Wenn Sie nicht gefahrlaufen wollen, die Heimreise von einem Dänemarkurlaub ohne Ihren vierbeinigen Freund antreten zu müssen, bedenken Sie bitte Folgendes:

 

 

• Die dänische Gesetzgebung verbietet es Touristen und Einheimischen generell, die 13 dort gelistete Rassen und deren Mischlinge zu halten, die nach dem 17.03.2010 angeschafft wurden. VORSICHT: Es genügt, dass ein nicht speziell geschulter Polizist vermutet, dass Ihr Hund dazu gehört.
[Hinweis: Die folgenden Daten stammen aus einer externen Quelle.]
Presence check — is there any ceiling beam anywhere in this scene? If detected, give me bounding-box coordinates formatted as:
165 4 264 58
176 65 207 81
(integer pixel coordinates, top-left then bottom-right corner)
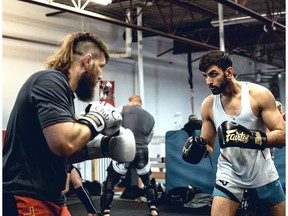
21 0 219 50
214 0 286 33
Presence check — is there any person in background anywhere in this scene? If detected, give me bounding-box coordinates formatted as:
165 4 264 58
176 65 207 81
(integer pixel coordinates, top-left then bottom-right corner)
2 32 135 216
182 50 286 216
63 164 101 216
101 95 159 216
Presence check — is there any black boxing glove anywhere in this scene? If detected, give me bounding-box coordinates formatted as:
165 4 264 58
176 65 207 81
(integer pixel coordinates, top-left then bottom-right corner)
182 136 208 164
218 121 267 150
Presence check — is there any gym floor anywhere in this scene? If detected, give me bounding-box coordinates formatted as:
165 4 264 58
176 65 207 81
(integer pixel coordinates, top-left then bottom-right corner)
67 196 210 216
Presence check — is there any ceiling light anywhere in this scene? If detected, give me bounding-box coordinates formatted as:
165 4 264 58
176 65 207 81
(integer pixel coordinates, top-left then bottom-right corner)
90 0 112 5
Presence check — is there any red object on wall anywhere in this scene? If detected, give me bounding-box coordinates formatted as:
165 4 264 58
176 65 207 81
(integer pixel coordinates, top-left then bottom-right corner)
99 80 115 106
2 130 6 148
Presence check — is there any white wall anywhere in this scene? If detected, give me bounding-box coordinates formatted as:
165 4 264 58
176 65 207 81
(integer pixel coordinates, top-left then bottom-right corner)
2 0 286 136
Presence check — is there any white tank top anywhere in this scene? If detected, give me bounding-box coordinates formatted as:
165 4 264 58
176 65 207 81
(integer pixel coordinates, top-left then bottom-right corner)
213 82 279 188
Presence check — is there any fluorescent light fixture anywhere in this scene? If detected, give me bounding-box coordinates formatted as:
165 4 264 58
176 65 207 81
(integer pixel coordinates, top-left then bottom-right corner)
90 0 112 5
90 0 112 5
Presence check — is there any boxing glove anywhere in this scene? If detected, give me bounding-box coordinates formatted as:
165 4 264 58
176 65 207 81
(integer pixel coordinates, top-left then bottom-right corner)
182 136 208 164
218 121 267 150
78 101 122 140
86 127 136 163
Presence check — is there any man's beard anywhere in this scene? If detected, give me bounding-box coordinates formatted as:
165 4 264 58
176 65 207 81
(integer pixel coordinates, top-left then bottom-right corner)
75 70 97 102
211 75 228 95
Können SIE das nicht anhand von Stammbaumpapieren oder dem Beleg des Zeitpunkts der Anschaffung Ihres Hundes widerlegen, kann Ihr Hund konfisziert und eingeschläfert werden.
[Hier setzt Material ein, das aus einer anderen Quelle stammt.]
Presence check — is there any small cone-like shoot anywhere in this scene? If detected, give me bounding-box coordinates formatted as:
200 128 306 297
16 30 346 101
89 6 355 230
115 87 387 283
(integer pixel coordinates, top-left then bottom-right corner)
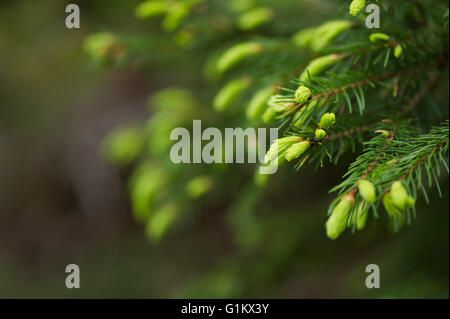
349 0 366 16
314 128 327 140
295 85 311 103
319 113 336 130
264 136 300 164
391 181 415 210
358 179 376 203
325 194 355 239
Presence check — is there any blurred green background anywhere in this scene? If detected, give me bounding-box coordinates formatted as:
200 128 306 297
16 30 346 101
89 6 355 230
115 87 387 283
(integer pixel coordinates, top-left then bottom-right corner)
0 0 449 298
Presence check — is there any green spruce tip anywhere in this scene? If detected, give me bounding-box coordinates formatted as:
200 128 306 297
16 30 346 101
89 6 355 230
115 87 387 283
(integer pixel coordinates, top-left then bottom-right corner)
358 179 376 203
325 194 355 239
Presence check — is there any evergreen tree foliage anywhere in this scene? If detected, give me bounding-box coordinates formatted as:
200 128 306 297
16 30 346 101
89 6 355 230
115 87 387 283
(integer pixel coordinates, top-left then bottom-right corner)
85 0 449 247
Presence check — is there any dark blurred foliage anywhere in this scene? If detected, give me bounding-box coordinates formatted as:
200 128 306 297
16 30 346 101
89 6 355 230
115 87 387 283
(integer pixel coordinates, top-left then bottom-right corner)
0 0 449 298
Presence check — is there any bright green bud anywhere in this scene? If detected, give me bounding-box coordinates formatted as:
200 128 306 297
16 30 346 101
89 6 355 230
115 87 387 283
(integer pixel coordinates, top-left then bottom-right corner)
358 179 376 203
295 85 311 103
319 113 336 130
356 201 369 230
375 130 391 137
383 192 403 218
264 136 300 164
299 53 343 82
284 141 310 162
325 194 354 239
238 8 274 30
186 176 214 198
369 33 390 42
135 0 168 18
262 107 278 123
145 203 178 241
245 85 275 121
213 77 251 111
314 128 327 140
349 0 366 17
217 42 263 73
394 44 403 59
391 181 409 210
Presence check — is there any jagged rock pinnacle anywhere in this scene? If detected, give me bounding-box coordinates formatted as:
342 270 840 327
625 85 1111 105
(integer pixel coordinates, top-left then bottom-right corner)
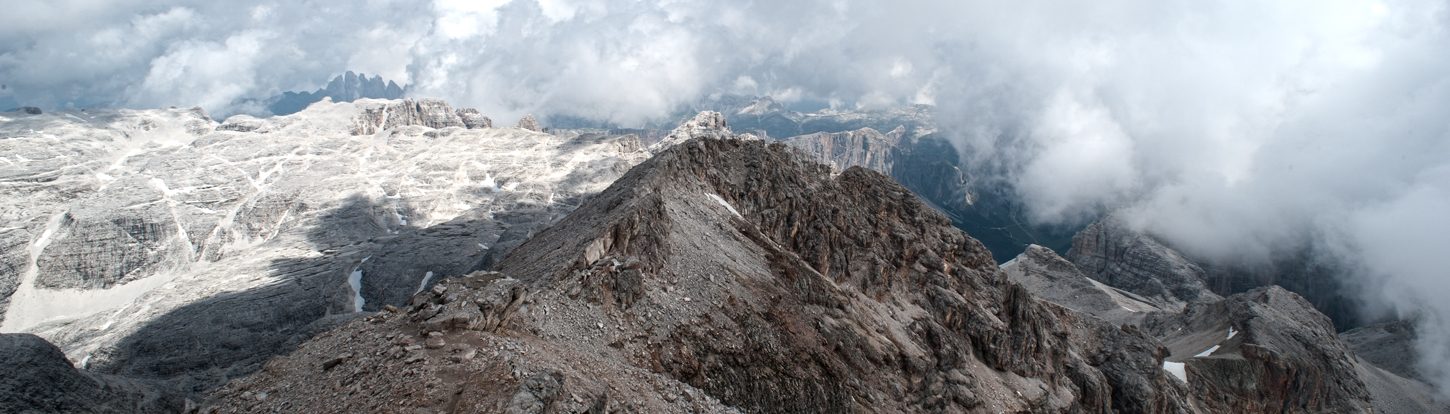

• JEDER Hund – egal welcher Rasse – kann auf Anordnung der Polizei eingeschläfert werden, wenn er z. B. im Spiel, in einem Schreck- oder Schmerzmoment oder bei einer kleinen Rangelei einem Menschen oder einem HUND auch nur einen Kratzer zufügt.
• Das Feld- und Weggesetz erlaubt es dänischen Grundstückseigentümern und somit Privatpersonen, nach einer Vorwarnung z. B. in der Lokalpresse JEDEN Hund und jede Katze auf seinem Grundstück zu erschießen. (In Dänemark sind die Grenzen eines Grundstücks selten durch einen Zaun markiert.)
• Ein entlaufener Hund kann nach einer 3-Tages-Frist verkauft oder eingeschläfert werden.
• In Dänemark gilt die Leinenpflicht für alle Hunde ganzjährig auf weiten, offenen Flächen und in Wäldern (Ausnahme: Sog. Hundewälder) sowie in der Zeit vom 01.04.bis 30.09. an allen Stränden. Seit 2010 wird für einen nicht angeleinten Hund ein Bußgeld von mindestens 2000 Kronen (ca. 270 Euro) erhoben.